Last week my family and I had the unexpected opportunity to spend a few days in Provincetown, Massachusetts and of course we jumped on it. Cape Cod in July is one of the best things in life and the four wheeling out at the National Seashore is fantastic. As I went about making my plans and packing the Jeep I remembered that this little seaside village, the most happening place on the Cape, is more than just somewhere for me to have fun in the sun with my family: it's the setting for some very important scenes in Blue Hydrangeas, which takes place on the Cape in the fictional town of Falmouthport.
|Aerial view of Provincetown|
When I first set out to write this novel in 2002, I didn't have much of a plan. In fact, I originally thought I'd have Jack whisk Sara away to their former home in upstate New York to escape their problems. The idea to send them to Provincetown came as an epiphany - what better place to run away to than the "end of the earth"? Provincetown is the farthest point at the very tip of Cape Cod, right where the "hook" ends. It seemed perfect, and so the plot thickened, as they say, and I created their whole back story in Truro and P'Town. That's when things really started happening and the story took off. In this photo we see P'Town in all its glory, the Pilgrim Monument right of center, MacMillan Wharf, and the Cape's tip in between the harbor and the ocean.
I had vacationed in P'Town and Truro (the town next door) many times over the past 20 years and knew the area well, but, as I'm a stickler for accuracy, I just had to go back for "research purposes" several times over the years to make sure I got it all right. I decided to make this vacation a bit of a "working" one too, to do some promotion and marketing as well as make sure once and for all "I got it right." (This is just an author's technique for justifying a beach week when there's work to do.)

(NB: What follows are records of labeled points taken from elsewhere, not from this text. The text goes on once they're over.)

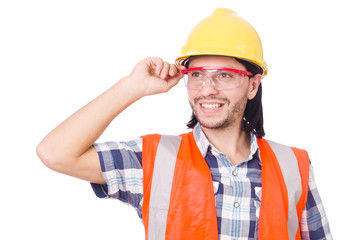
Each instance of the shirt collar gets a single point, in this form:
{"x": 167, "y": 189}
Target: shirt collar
{"x": 204, "y": 144}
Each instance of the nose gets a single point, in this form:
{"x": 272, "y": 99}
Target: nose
{"x": 208, "y": 87}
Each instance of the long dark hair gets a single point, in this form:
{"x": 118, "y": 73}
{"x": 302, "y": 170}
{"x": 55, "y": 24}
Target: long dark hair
{"x": 253, "y": 115}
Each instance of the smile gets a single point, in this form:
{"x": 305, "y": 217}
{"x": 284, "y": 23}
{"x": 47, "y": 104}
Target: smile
{"x": 211, "y": 106}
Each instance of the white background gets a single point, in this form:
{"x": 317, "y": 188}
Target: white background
{"x": 55, "y": 56}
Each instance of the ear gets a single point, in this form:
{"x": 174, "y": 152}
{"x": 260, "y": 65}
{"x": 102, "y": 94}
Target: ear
{"x": 254, "y": 83}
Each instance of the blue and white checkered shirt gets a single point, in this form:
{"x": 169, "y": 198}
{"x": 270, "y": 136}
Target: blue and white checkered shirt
{"x": 237, "y": 188}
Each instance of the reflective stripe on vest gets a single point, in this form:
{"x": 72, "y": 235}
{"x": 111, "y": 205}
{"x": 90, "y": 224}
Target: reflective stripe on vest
{"x": 162, "y": 177}
{"x": 289, "y": 166}
{"x": 284, "y": 189}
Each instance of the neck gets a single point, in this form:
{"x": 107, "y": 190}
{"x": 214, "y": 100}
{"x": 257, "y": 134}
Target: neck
{"x": 233, "y": 142}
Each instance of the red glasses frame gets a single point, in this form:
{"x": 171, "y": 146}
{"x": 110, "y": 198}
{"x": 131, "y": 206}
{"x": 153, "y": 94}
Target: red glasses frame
{"x": 218, "y": 68}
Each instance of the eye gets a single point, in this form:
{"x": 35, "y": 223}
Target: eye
{"x": 195, "y": 74}
{"x": 224, "y": 75}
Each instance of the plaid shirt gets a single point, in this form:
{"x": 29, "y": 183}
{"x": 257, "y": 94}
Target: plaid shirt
{"x": 237, "y": 188}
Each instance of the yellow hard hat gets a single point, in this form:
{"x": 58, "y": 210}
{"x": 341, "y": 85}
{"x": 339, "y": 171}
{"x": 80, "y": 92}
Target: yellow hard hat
{"x": 224, "y": 33}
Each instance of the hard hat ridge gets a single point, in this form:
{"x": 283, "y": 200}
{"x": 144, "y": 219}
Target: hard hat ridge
{"x": 224, "y": 33}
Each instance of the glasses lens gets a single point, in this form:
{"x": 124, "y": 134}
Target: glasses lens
{"x": 220, "y": 79}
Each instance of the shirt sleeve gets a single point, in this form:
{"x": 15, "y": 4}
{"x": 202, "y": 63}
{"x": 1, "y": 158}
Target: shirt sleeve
{"x": 314, "y": 223}
{"x": 121, "y": 164}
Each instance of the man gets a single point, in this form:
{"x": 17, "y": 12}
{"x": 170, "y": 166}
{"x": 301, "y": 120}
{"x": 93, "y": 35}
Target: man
{"x": 222, "y": 180}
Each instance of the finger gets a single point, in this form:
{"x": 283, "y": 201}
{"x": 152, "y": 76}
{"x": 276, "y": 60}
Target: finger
{"x": 165, "y": 70}
{"x": 157, "y": 65}
{"x": 173, "y": 70}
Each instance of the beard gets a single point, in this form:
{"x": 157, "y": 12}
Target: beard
{"x": 233, "y": 115}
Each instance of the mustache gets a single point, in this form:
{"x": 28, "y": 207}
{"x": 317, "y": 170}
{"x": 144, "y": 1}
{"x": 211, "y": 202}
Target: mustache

On our seven hour drive, we listened to the story on audiobook, the first time Lou and Allie heard Elinor Bell's lovely reading. As we entered the lower Cape it was exciting to hear the book come alive on the very roads in which it takes place, passing sites familiar to Jack and Sara, like the Wellfleet Drive-In and the turnoff for Corn Hill. The photo on the left is of Corn Hill Beach, with the houses overlooking the cliffs and beach, just as I remembered and wrote about. Of course, I Google-mapped the area many times to verify it's location and the route Jack drove to get them there.
Each day during our stay we went four wheeling at High Head or Race Point Lighthouse, and then into town for dinner, following Jack and Sara's footsteps, imagining what they did and where they went. We parked in the lot at MacMillan Wharf and got dinner at the Lobster Pot, like they did. After dinner, we strolled past the many art galleries, peeking in the windows, taking turns asking, "Is this where Sara went?" It was great fun experiencing our visit through their eyes. In the photo on the right, Allie and Lou peruse the menu outside the Lobster Pot, a P'Town tradition we make sure to take in whenever we're in town.
|Provincetown Book Shop|
This was my first trip to P'Town with the finished book, and I brought along several paperbacks to donate to the local libraries and market to the Provincetown Book Shop. These folks were happy to hear about my book and gratefully accepted copies. It's now available in the section for Cape Cod Fiction at the book shop and through all Cape Libraries (except Sandwich) via CLAMS (Cape Libraries Automated Materials Sharing).
They say books can take us away to lands unknown and worlds that may exist only in the author's imagination. Books can also bring us to places we've experienced or dream of one day experiencing. It took many years for me to write this novel and many more to see it published. The most delightful part of writing it was creating the beautiful town of Falmouthport, which exists only in my mind but is the quintessential Cape Cod town. Situating its dramatic climax in the all too real setting of Provincetown also heightened my enjoyment in writing it, and allowed me to show this colorful, one of a kind town to readers who may not have known it existed.